Quote: “I was busier than a one-legged man in a bum kicking contest.”

Translation: I was under extraordinary pressure because of the workload I was given during the match.

Of course when people hear Nick Cummins come out with this stuff they are a bit shocked but in a good way. To borrow an Australianism, the Honey Badger is a fair dinkum character and sadly there are too few of them.

But it would be too easy and unfair to describe Nick Cummins as a one trick pony when it comes to producing actions that we can laugh at and admire both on and off the sports field.
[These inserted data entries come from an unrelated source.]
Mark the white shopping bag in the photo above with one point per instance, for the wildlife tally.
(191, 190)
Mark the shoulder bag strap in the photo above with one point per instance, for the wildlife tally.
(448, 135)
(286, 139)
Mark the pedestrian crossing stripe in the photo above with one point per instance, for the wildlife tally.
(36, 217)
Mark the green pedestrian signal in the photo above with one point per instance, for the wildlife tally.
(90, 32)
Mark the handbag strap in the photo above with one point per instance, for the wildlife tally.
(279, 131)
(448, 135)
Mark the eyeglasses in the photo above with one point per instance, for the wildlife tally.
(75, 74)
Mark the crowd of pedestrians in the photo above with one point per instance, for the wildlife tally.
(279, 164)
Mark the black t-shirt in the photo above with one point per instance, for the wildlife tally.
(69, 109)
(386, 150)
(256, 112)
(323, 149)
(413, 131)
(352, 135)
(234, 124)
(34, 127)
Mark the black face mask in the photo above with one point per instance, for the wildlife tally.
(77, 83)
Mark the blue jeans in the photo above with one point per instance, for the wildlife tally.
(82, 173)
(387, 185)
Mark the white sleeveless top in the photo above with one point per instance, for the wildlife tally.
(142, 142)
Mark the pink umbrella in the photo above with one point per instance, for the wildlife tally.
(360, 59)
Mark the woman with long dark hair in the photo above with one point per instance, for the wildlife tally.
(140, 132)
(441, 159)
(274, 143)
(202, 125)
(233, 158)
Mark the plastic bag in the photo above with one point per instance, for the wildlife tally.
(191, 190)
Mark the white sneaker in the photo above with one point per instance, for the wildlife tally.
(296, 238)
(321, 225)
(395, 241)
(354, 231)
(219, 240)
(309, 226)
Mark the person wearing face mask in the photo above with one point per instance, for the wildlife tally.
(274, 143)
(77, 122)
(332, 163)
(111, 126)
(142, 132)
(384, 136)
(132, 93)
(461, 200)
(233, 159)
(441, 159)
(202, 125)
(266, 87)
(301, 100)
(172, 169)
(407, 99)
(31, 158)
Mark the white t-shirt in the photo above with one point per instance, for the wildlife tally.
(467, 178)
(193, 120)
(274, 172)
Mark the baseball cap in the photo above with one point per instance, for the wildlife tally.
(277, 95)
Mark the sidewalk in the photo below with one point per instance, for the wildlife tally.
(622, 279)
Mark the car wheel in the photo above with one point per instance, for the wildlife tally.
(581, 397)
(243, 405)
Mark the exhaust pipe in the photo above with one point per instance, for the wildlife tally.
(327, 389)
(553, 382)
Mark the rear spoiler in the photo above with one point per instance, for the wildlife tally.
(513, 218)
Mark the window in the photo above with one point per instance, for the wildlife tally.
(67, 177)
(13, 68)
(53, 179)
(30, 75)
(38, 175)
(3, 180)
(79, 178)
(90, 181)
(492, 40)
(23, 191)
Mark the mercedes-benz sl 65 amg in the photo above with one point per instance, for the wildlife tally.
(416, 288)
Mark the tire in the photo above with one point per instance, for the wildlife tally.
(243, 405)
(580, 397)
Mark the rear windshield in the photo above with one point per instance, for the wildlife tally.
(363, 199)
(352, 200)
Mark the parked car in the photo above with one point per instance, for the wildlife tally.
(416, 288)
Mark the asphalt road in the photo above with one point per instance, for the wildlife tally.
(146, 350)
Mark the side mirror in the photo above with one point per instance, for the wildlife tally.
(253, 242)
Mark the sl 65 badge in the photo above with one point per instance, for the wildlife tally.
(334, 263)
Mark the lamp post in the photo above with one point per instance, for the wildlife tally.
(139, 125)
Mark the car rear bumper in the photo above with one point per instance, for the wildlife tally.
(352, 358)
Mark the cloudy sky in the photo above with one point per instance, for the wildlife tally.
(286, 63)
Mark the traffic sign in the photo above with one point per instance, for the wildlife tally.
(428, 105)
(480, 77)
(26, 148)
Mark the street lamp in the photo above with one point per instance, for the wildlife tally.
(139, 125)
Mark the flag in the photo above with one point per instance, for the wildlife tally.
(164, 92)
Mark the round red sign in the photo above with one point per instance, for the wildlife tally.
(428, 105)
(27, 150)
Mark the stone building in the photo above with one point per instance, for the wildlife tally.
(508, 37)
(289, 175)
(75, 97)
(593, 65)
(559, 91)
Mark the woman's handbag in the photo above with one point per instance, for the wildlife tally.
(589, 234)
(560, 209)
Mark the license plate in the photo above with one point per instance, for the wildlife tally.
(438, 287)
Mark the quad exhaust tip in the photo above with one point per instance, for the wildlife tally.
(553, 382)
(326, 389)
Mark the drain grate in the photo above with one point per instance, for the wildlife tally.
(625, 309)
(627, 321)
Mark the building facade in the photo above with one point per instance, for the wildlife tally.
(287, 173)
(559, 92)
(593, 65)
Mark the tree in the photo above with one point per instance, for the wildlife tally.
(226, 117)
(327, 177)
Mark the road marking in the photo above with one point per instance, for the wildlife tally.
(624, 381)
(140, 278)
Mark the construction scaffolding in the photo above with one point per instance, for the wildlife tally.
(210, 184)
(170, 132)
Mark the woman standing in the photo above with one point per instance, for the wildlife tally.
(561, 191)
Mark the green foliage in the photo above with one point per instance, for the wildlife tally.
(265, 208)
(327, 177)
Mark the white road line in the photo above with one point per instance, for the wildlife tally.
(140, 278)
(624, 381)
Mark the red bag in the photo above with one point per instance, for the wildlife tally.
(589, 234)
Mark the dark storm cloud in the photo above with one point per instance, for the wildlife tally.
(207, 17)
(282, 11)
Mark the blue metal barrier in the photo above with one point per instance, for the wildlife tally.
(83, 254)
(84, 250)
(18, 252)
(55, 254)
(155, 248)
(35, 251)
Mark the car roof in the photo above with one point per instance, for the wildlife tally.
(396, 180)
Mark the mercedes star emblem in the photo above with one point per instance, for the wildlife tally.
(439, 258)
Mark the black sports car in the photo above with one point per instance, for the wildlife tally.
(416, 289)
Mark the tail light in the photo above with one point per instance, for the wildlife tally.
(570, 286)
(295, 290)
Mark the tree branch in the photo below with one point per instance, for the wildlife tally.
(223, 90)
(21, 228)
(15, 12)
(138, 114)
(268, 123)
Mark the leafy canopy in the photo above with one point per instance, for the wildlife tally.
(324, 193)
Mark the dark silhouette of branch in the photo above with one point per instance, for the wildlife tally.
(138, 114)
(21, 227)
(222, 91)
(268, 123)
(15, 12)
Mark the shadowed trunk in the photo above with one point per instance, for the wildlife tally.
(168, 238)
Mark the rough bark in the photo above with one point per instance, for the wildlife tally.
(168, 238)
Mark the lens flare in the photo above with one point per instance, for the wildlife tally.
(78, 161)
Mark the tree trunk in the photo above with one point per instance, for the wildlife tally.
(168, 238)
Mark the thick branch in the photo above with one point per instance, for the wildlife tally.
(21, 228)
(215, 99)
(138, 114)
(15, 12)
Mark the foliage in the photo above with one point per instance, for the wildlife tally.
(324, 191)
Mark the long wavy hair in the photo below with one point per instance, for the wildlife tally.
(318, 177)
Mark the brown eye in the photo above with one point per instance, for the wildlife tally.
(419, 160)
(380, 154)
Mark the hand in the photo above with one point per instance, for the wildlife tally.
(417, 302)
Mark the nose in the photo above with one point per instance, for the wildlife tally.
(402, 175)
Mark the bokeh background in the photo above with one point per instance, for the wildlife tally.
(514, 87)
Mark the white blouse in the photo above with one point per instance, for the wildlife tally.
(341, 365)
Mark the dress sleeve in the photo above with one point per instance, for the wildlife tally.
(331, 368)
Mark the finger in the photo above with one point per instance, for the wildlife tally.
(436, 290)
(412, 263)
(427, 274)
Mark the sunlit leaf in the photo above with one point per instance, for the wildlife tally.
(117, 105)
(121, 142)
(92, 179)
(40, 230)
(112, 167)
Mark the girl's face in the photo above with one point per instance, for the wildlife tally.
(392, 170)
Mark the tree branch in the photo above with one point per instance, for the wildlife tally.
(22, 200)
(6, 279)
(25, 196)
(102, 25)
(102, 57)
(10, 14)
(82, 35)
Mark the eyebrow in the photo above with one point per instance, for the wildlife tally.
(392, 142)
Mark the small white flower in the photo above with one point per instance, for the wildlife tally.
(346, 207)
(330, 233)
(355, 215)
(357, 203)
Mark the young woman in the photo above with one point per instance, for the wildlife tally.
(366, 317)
He is also a very devoted and loving son to his parents and his brothers and sisters. As a rugby player, Nick Cummins is at the very top of his game. He plays test match rugby for Australia. But very recently he turned his back on the game in Australia to play professional rugby in Japan but not for the reasons that you might think.

Yes he did it for the money. But not for himself, it was for his family. Nick Cummins’ father has incurable prostate cancer which has made him unable to work and that has been a considerable drain on the family finances. Nick Cummins has seven siblings, two of whom have cystic fibrosis, an incurable lung disease. So Nick has stepped in and stepped up. He accepted a lucrative contract but it will go to help the family during some very tough times.

Cummins has 40 thousand followers on Instagram, 34 thousand on Twitter and his match videos have millions of views on YouTube.

He is one of the few people who can win over an entire host nation on an Australian rugby tour with a few choice words said in a post match television interview.

While he’s been in Japan he shot some television commercials. You should check them out. Just like the old spice guy but way more funnier IMO.

So he is gone but not forgotten. Hopefully, he will be back soon to entertain us again. The world needs guys like Nick Cummins and not just because we like to watch a skilled athlete. He makes us laugh and that, is the best kind of medicine there is.